Re: q*****

Dan Fabulich (
Wed, 15 Dec 1999 00:45:34 -0500 (EST)

'What is your name?' 'Zeb Haradon.' 'Do you deny having written the following?':

> Your arguments might have any merit if qualia were something that were
> postulated to explain something. If they were like quarks, or black holes,
> we could argue about the possibilities of their existence based on the data
> we have to support the qualia hypothesis. But qualia are not the hypothesis,
> they're the data. The entire world, all of science, every belief you have in
> everyday life are the hypothesis.

I can explain my data in the same way I can explain Blackstone's magic show. You "think" that you're Thinking in exactly the same way as it appears that the dove appeared out of nowhere. It did not. You do not.

We don't have to accept that everything that "seems" to be true is true, and I sure as heck hope you don't. All the OTHER evidence suggests that qualia are an "illusion." They CAN be consistently denied, even in everyday practice. I'm doing it right now!

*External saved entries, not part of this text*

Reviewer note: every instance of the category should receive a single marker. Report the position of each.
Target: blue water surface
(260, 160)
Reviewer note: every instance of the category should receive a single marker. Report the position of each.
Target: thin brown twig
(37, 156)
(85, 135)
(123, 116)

> You fail to answer the most significant questions I'm asking: do you notice
> a difference between the way you experience events that happen to you, and
> the way you experience events that happen to me? What is this difference?

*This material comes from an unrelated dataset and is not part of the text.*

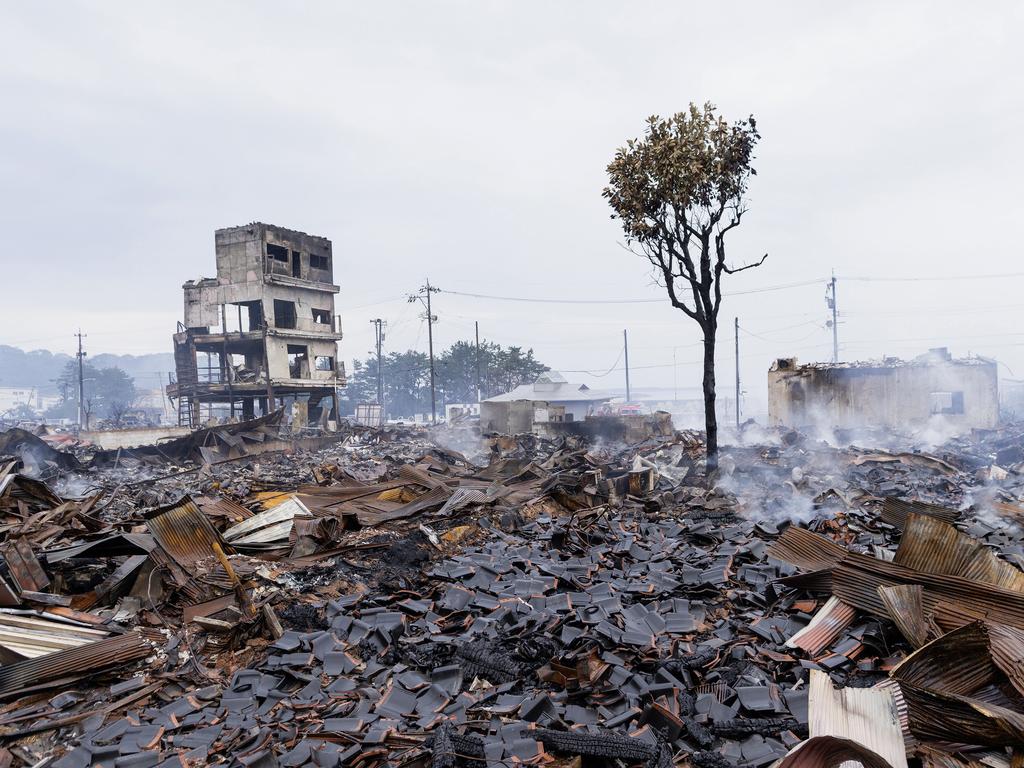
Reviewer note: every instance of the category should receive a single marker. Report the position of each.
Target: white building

I haven't answered this question because it can't be answered. Have you noticed difference between the way your elan vital vibrates when things happen to you, as opposed to the way it vibrates when things happen to me?

If there's no Experience, then there's no difference between Experiences.

Of course, if you're talking about "experience," THEN I can answer the question, but that's probably not the answer your were looking for.

> Also: what premises do you use as a basis for all your beliefs?

I probably couldn't list all of them without a lot more introspection, but the applicable ones here are: Best fit with the rest of the data. (Best includes parsimony.) Pragmatism. (We ought to hold the beliefs which make us best off. We ought to hold beliefs which yield some imperatives for action.)

I recognize that my formulation of pragmatism is somewhat controversial; I'm not picky about it for the purposes of this discussion.

> If qualia do not exist, then the way we experience red, the particular
> visual sensation associated with it, what is that?

It's a nothing. You "think" it's happening, but it's not happening.

> Why does the function of classifying the light as a wavelength have
> this particular illusory sense associated with it?

My best guess for a physical explanation of "experiences": it's somehow evolutionarily easier for us to act upon our "experiences" if we believe that they're Experiences. Maximizing Pleasure, for example, "seems" like a good imperative for action; maximizing "pleasure" "seems" too abstract. If you "believe" that you have Emotions when you're only having "emotions," however, you'll act just as if you had Emotions, and thus get all the evolutionary benefit of Emotions, without actually having any.

Only a guess. Point being that a physical explanation of "experiences" is possible, and inevitably soluble. No physical explanation of Experiences is ever forthcoming. They don't exist.